Better Music, Better World
Marie's transition was transfixing in its quiet beauty, poignancy, and mystery, and stunning in its ultimate and complete finality, irreversibility, and permanence. No place to go. No place to hide. Life's great eraser, Death, came calling, found its quarry, did its work, and left. End of story. The short poem, The Secret Sits, Marie chanced upon and came to love so long ago, says it all in saying nothing about the eternal unknowns and unknowables of existence. Life and Death — can Kant's infernal noumenal shroud imposing human ignorance about them ever be lifted? Or must Frost's poetic Secret only that knows be the sole inaccessible holder of final truth?
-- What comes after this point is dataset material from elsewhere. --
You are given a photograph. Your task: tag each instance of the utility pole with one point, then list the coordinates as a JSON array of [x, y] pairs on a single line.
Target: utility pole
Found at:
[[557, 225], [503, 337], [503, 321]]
Our name challenges us to not let reality's indifference stand — to our species, our individual selves, our quest to know; indifference too to all life, its individuals, and their searches for their knowledge and existence. Our blind but continuing-to-search answers to these questions are — to the first, Yes; to the second, No. We have to keep searching. It is in our nature, and we choose to surmise in that of all life too, to endeavor collectively to breach the opaque barrier to final knowledge, even knowing everything in its own time will fail because the Ages have all failed before, always. Except, ... except, out of pressing yet again in each Age from an ever-expanding base of human knowledge, the Secret could one time open up a micro-fissure to the shimmer beyond — that proverbial first domino at last, delivered up from the final words of Frost's curt poem, "... and knows." And knows! It knows, we don't. Not yet.